WASHINGTON — The U.S. Supreme Court has turned down an appeal by media companies of government restrictions on the ownership of a newspaper and broadcast station in the same market, leaving the rules in place and sending the contentious issue once again back to the Federal Communications Commission.
The FCC is in the midst of its periodic review of media ownership rules, which broadcasters and news organizations have argued are outdated in the Internet era. The agency relaxed some of the rules in 2007, after the last review. But an appeals court tossed out the looser regulations, which largely applied to the top 20 U.S. markets, saying the FCC hadn’t followed proper procedures in making the changes.
The Supreme Court on Friday declined to hear an appeal of that lower court ruling by Media General Inc., the National Assn. of Broadcasters, Tribune Co. (which owns the Los Angeles Times and KTLA-TV Channel 5) and other media companies.

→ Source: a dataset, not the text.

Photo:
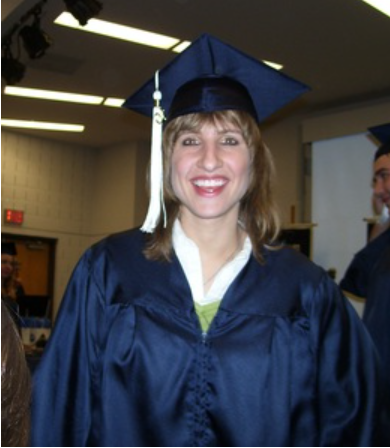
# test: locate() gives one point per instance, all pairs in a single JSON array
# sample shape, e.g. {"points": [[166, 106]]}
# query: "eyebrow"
{"points": [[381, 171]]}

Media General, Tribune and the broadcasters said they were disappointed. But both sides in the case had thought it unlikely the high court would accept an appeal that revolved around procedural issues.

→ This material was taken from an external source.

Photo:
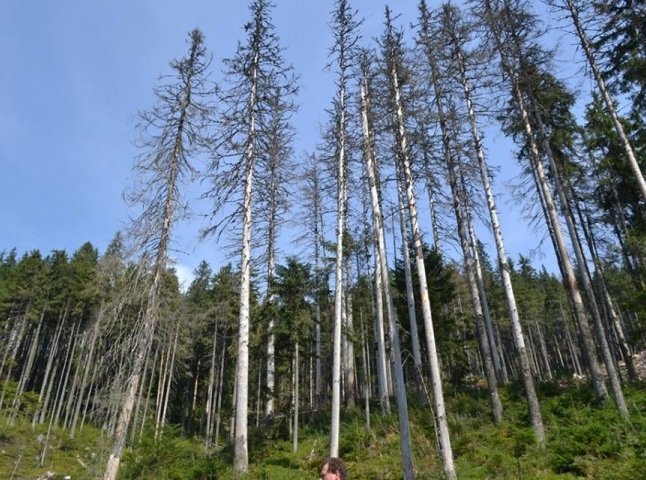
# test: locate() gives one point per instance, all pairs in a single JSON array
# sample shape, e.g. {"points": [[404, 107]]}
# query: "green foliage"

“This was a long shot,” said Shaun Sheehan, vice president of Tribune Co., which owns multiple media properties in Los Angeles, Chicago, south Florida and Hartford, Conn. “We’re pursuing relief in any venue we can find.”
The Supreme Court’s decision will not affect Tribune’s expected emergence from bankruptcy in the coming months, he said.
The company has a permanent waiver from media ownership rules in Chicago and temporary waivers in the other three markets, pending the FCC’s broad review of the regulations. In December, the FCC proposed some changes to the rules similar to the 2007 revisions. After bankruptcy, Tribune’s owners must obtain new waivers from the FCC.
Since 1975, the FCC has banned so-called cross-ownership of newspapers and TV and radio stations in the same city. But it frequently has granted waivers.
Media companies had argued to the Supreme Court that the rules were no longer needed because people have many more ways to access news. But public interest groups said the increased demand for wireless spectrum by telecommunications companies made media ownership rules important to preserving diverse voices on the public airwaves.
“The public still gives broadcasters exclusive use of this finite and valuable resource free of charge, as well as other important privileges, in exchange for certain, reasonable commitments,” said the Prometheus Radio Project and other groups that had challenged the FCC’s 2007 loosening of the rules.
In July, the U.S. 3rd Circuit Court of Appeals in Philadelphia rejected the looser rules because the FCC hadn’t given the public enough time to comment on the proposals. The appeals court also affirmed the ownership limits the FCC had left in place.
The FCC and the Justice Department argued the government had the right to limit ownership of public airwaves to ensure “the public has access to a multiplicity of information sources.” A spokesman for FCC Chairman Julius Genachowski declined to comment.